Chronique d’un lundi de février ordinaire

Ce matin, nous avons deux filles malades. L’aînée, très têtue, persévérant à se rendre au collège sans écharpe et avec un manteau trop léger, ne pouvait plus déglutir et avait le nez pris. La seconde s’est réveillée mal fichue au lendemain de son retour d’Auvergne. Samedi, je l’ai vue sortir de sa chambre enrubannée dans une épaisse couverture comme une Néphertiti ressuscitée du domaine d’Osiris. Elle avait les yeux cernés, une toute petite mine. Elle attribuait son mal de gorge au fait que, dans le car conduit par Pascal qui avait confessé ne pas avoir eu un groupe de jeunes aussi agréables depuis longtemps, ils avaient beaucoup chanté et crié. Je ne demandais qu’à la croire. Il y a des mamans qui, inconsciemment, s’épanouissent dans le fait d’avoir des enfants malades et de « jouer » les mères courage. Ce n’est clairement pas mon cas! Je ne sature jamais la salle d’attente de notre médecin traitant qui n’est pas de famille et expédie ses consultations comme un joueur de squash sa balle contre un mur quand nos enfants ont de la fièvre, toussent ou ont mal aux oreilles. Je consulte si la fièvre s’accompagne de symptômes plus graves. Céleste et Louis montaient à presque 41° de fièvre avant chaque poussée dentaire. Ils demeuraient joyeux, présents. Ils n’ont jamais convulsé. Je veillais sur eux la nuit, leur faisais couler un bain, boire beaucoup et les découvrais dans leur lit. Je n’ai jamais été inquiète et, par chance ou du fait d’un allaitement longue durée, nos enfants sont dotés d’une excellente constitution.

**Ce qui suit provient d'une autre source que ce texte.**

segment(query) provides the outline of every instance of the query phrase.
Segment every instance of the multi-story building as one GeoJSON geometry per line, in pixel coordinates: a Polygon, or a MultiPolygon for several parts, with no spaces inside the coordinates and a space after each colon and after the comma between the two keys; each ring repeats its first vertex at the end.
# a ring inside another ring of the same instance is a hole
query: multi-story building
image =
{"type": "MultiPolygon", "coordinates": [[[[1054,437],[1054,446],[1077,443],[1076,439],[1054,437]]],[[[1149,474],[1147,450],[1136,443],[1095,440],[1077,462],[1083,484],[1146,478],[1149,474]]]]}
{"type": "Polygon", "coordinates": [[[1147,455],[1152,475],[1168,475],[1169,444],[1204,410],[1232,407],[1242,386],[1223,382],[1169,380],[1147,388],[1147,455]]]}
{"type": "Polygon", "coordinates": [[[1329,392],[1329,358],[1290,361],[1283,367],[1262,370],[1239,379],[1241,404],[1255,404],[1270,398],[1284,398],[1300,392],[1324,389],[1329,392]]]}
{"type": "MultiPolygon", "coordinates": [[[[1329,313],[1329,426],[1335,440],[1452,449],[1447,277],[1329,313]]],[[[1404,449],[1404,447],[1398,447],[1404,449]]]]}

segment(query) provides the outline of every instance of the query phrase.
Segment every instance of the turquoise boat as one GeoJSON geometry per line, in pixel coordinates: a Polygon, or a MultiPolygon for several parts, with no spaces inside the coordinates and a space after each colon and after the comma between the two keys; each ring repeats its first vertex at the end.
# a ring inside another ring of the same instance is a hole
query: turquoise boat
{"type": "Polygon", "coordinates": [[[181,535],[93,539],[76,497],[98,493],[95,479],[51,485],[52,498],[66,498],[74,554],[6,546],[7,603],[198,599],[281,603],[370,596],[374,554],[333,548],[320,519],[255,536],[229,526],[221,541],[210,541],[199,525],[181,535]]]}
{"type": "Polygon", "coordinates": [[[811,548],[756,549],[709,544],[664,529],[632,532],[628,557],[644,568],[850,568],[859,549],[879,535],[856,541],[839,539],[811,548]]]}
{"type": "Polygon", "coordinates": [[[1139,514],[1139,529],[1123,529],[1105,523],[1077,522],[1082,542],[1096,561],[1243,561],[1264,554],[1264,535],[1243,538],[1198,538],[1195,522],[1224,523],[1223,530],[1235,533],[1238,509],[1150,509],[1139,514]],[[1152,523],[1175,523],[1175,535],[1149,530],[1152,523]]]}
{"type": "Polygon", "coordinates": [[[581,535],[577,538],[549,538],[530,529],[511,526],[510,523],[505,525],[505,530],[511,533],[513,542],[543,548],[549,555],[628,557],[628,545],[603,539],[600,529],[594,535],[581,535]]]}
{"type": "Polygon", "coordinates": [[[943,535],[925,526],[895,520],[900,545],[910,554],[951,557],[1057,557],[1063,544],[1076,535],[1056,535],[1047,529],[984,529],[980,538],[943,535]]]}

Louis déteste être malade et, encore plus, qu’on lui dise qu’il est fatigué. Etre fatigué, c’est presqu’une sorte d’insulte et il nous a déjà expliqué à plusieurs reprises que lorsqu’il serait adulte et aurait des enfants, il ne serait jamais fatigué! Louis a dû hériter des gènes de ses deux grands-pères. Je n’ai jamais entendu mon père dire qu’il était fatigué. Il ne se plaignait jamais de rien. S’il avait mal au dos, cela ne l’empêchait pas de marcher. S’il avait fait une insomnie, ce qui était presque quotidien, cela n’était pas un frein à l’exercice de son métier. Il aurait pu vivre cent ans mais une fée Carabosse en a décidé autrement. Quant à mon beau-père, à soixante-quinze ans passées, il continuait à dévaler les escaliers comme s’il en avait vingt, à charrier des pavés pour leur maison, à jardiner en plein soleil et à se concentrer plusieurs heures durant sur les détails d’une toile. Je l’ai vu endurer des douleurs terribles sans une plainte. Plus tard, Louis ne sera pas homme à dire qu’il meurt quand il a la grippe. Je m’en réjouis pour celle qui partagera sa vie!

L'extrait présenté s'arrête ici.